Why it matters: With 489 donations already received, the family needs just £3,000 more to fund personalised medical analysis from Unravel Biosciences – the only real hope they have been given since a devastating seizure in July left Oli-Jay unable to speak, move or cry.
The big picture: Oli-Jay is the only person in the world with his exact DNM1L gene mutation, which causes mitochondrial disease leading to a diagnosis of EMPF1. Because his genetic variant is completely unique, no one knows what symptoms may develop or how his condition will progress - doctors can only try to treat and soothe each symptom as it appears.
The £14,000 will fund a personalised analysis by Unravel Biosciences in the United States, which uses computational biology to study a patient's exact genetics and identify medications that may help, including drug repurposing options not available through the NHS.
What's happened since: Rob, a lifelong Ipswich Town supporter who gave up his job to help care for his son, has been leading multiple fundraising efforts alongside his partner Mel and their support network.
The campaign has seen significant community backing, with Mel running online raffles, including one for her spa day that raised £250. The Rovers Hall has offered a day to help fundraise, and the family is planning a fun day with support from local businesses.
Oli-Jay's auntie Paige has been doing live-stream events, streaming for 24 hours straight each day with incentives to encourage donations.
Other supporters have organised an online darts event and a bingo night.
The current situation: In the past four months, Oli-Jay has not been home for more than two weeks without needing another hospital admission. He has spent 16 weeks in hospital, apart from a few days here and there.
"Every minute he is struggling," Mel says. "I manage to get a smile now and again because I know my boy is still there. He looks into my eyes and tries to smile."
The family's living room has been transformed into a medical facility, with a hospital bed surrounded by continuous heart rate and oxygen monitors, a tube feeding system, cleaning stations and medication storage.
Rob and Mel take turns feeding Oli-Jay, giving medications, watching his monitors and comforting him during the day. At night, their friend Dannie stays awake to monitor his breathing and body movements, alerting Mel if anything changes.
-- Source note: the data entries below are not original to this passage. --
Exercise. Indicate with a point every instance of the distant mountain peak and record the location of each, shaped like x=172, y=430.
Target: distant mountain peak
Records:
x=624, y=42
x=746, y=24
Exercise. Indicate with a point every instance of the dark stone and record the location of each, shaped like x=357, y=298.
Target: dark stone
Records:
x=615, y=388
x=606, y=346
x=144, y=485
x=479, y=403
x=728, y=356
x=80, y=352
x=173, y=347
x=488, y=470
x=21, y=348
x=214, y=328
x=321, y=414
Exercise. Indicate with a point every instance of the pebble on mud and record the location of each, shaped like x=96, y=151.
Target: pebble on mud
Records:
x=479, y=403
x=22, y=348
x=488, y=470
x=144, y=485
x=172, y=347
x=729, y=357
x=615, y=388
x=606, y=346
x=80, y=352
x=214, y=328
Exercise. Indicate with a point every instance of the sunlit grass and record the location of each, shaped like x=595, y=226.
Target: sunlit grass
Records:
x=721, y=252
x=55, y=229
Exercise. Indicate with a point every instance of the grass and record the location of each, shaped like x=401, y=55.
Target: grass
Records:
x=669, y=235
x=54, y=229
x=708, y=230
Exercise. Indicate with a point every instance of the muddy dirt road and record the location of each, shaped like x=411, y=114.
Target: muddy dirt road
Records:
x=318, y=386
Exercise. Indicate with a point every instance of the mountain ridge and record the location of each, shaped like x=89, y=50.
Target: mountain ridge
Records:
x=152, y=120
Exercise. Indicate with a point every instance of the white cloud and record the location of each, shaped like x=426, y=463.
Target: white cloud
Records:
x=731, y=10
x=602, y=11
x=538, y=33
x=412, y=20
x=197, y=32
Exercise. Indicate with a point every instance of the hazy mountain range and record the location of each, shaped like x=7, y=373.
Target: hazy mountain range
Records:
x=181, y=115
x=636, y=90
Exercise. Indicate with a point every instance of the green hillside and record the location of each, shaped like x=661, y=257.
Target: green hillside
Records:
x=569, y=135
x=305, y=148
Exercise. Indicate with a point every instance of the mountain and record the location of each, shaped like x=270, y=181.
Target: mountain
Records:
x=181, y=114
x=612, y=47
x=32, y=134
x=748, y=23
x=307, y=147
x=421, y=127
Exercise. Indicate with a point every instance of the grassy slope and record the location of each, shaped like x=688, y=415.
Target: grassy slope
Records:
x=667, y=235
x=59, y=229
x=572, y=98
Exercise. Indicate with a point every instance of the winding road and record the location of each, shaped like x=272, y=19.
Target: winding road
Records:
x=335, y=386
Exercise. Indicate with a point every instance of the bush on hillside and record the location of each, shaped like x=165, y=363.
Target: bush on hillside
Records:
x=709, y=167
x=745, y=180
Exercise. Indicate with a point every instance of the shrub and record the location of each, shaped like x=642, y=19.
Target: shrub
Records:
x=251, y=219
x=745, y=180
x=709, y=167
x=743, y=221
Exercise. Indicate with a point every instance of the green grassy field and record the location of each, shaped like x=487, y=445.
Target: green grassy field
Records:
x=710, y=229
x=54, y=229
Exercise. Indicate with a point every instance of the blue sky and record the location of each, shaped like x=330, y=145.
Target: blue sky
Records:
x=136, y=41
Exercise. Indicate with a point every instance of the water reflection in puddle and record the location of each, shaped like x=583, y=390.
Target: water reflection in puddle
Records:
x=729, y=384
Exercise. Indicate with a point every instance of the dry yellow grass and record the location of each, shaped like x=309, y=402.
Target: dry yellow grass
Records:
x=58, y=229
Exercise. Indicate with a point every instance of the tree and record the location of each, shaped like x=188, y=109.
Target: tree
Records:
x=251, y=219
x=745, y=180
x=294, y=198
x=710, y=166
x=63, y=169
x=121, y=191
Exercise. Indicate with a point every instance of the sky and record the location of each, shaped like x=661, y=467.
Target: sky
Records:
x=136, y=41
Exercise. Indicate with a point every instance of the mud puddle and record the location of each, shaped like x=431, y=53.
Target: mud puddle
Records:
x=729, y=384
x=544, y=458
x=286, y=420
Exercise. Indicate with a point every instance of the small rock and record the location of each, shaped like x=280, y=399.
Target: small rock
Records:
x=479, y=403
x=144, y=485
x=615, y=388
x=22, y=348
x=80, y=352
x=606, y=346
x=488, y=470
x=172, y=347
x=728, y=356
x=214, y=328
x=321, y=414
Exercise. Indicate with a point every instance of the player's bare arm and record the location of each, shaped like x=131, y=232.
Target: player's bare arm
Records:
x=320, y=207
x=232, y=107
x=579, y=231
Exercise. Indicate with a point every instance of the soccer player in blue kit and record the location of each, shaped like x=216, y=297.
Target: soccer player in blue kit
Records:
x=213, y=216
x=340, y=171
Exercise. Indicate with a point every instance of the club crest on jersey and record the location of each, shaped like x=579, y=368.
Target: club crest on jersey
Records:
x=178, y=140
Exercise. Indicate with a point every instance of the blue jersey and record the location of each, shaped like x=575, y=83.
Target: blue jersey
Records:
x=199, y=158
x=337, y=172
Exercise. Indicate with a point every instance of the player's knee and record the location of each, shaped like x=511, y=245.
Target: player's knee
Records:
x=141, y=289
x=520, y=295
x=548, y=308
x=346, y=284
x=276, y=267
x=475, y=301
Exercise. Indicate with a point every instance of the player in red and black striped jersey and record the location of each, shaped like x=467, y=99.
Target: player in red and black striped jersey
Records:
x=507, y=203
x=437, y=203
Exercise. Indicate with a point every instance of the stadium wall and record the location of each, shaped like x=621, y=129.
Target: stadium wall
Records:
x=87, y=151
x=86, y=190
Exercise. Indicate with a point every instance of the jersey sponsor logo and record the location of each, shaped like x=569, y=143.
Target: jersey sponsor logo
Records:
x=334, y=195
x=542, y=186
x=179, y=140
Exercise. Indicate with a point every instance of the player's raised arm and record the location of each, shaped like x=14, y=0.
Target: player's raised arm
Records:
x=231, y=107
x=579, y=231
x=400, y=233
Beyond one family: Any funds raised beyond the £14,000 target will go directly to the DNM1L Foundation in America to support research into treatments and a cure.
"The more funds raised, the faster children like Oli might get treatment," Mel explains.
The DNM1L Foundation believes they are getting closer to treatments for DNM1L conditions, but estimates it will be around two years before treatment plans are available. Nobody knows if Oli-Jay has that long to wait.
As the only person in the world with this exact DNM1L variant, Oli-Jay represents both the challenge and the opportunity of rare disease research. The data gathered from his case could inform future treatment approaches, not just for DNM1L conditions but for understanding how mitochondrial diseases develop and progress.
What they're saying: "I don't even know if this makes sense, but my heart is racing and my eyes are streaming every day," Mel says. "Waking up not knowing what today will bring for Oli is unbearable. I've raised thousands for charities over the years, but now I need help. Please help me save my little boy. Every day is torture for him, and I can't do this on my own anymore. I am begging for help."
The bottom line: With just £3,000 left to raise, Oli-Jay's family is asking the community to stand behind them and help push the campaign over the line to unlock potentially life-saving treatment for their little boy.